YH1136 alleviates kidney inflammation and reduces hyperuricemic kidney injury
Since previous results showed a reduction in renal UA accumulation in the YH1136 group, we further investigated the modulatory effect of YH1136 on hyperuricemic nephropathy. First, serum BUN and CRE levels were significantly elevated in the model group (p < 0.01) (Fig. 11A-B), indicating impaired kidney function. In the YH1136 group, the above two indicators were not significantly different with the control group (p > 0.05) but were significantly lower than those in the model group (p < 0.05, p < 0.01) (Fig. 10A-B). We then detected the common inflammatory factors. The model group exhibited significant increases in IL-1β and IL-6 in the kidney than in the control group (p < 0.01 and p < 0.05). However, no significant difference was observed between the control and YH1136 groups (p > 0.05). These results were consistent with mRNA and were also observed with protein content level (Fig. 10C-F). In the kidney, the mRNA (p < 0.01) and protein levels (p < 0.001) of TNF-α were significantly higher in the model group than in the control group. The YH1136 group exhibited a significant decrease in elevated TNF-α levels due to HUA (p < 0.01) but still differed from the control group (p < 0.05). At the mRNA level, YH1136 reduced the expression of TNF-α to a lower level below that in control (p < 0.05) ( Fig. 10G-H). The mRNA level of the anti-inflammatory factor IL-10 was significantly suppressed in the model group than in the control group, whereas the mRNA level of the pro-inflammatory factor IL-18 was significantly elevated in the model group (p < 0.05). However, YH1136 did not show any significant regulatory effects on these two indices (p > 0.05) (Fig. 10I-J).
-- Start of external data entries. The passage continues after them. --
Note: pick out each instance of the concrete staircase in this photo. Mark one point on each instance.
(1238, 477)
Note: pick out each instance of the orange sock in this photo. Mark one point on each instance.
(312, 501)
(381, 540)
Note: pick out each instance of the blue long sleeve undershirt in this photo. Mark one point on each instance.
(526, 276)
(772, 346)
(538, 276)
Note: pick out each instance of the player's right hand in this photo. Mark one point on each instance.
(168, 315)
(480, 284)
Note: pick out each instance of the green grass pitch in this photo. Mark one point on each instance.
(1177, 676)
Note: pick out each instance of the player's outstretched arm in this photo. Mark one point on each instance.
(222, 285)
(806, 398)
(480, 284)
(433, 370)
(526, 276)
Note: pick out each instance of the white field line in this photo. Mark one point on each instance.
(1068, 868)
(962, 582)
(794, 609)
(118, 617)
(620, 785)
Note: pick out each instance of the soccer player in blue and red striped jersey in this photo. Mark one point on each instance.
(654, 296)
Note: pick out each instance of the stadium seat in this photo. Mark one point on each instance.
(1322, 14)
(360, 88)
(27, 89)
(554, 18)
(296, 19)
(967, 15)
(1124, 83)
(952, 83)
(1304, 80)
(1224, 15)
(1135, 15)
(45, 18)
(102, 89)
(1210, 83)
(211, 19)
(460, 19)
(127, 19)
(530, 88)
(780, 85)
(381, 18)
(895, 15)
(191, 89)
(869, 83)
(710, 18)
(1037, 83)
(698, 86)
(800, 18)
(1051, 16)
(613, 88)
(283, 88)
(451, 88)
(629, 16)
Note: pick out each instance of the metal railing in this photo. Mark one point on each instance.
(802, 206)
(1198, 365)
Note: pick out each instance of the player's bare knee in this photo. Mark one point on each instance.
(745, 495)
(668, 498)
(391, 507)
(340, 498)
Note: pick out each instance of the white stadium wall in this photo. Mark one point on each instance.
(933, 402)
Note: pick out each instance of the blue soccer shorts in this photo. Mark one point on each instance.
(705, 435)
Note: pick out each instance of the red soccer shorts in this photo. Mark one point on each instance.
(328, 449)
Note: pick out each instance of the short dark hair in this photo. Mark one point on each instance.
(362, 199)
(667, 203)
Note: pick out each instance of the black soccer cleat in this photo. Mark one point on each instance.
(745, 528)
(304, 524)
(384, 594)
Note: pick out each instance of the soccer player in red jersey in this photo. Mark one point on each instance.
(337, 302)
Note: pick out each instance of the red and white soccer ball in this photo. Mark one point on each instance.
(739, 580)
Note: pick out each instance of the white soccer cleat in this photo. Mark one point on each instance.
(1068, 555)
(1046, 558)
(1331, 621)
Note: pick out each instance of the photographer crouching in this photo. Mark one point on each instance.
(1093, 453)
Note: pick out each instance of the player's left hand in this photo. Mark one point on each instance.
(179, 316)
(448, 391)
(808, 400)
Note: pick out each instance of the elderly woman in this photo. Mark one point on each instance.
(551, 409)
We also evaluated renal oxidative stress injury. GSH was significantly elevated in the model group than in the control group (p < 0.001), whereas the YH1136 group effectively alleviated this change (p < 0.05) (Fig. 10K). Furthermore, MDA levels were significantly reduced in the YH1136 group than in the model group (p < 0.05) and did not differ significantly from those in the control group (p > 0.05) (Fig. 10L).
HE staining showed that HUA could cause glomerular atrophy and massive interstitial congestion (Fig. 10A). Masson’s staining revealed severe interstitial fibrosis in the model group (Fig. 10B). However, after YH1136 administration, the lesions were significantly reduced (Fig. 10A, B). These findings suggested that the kidney plays a crucial role in the therapeutic effect of YH1136 on hyperuricemia.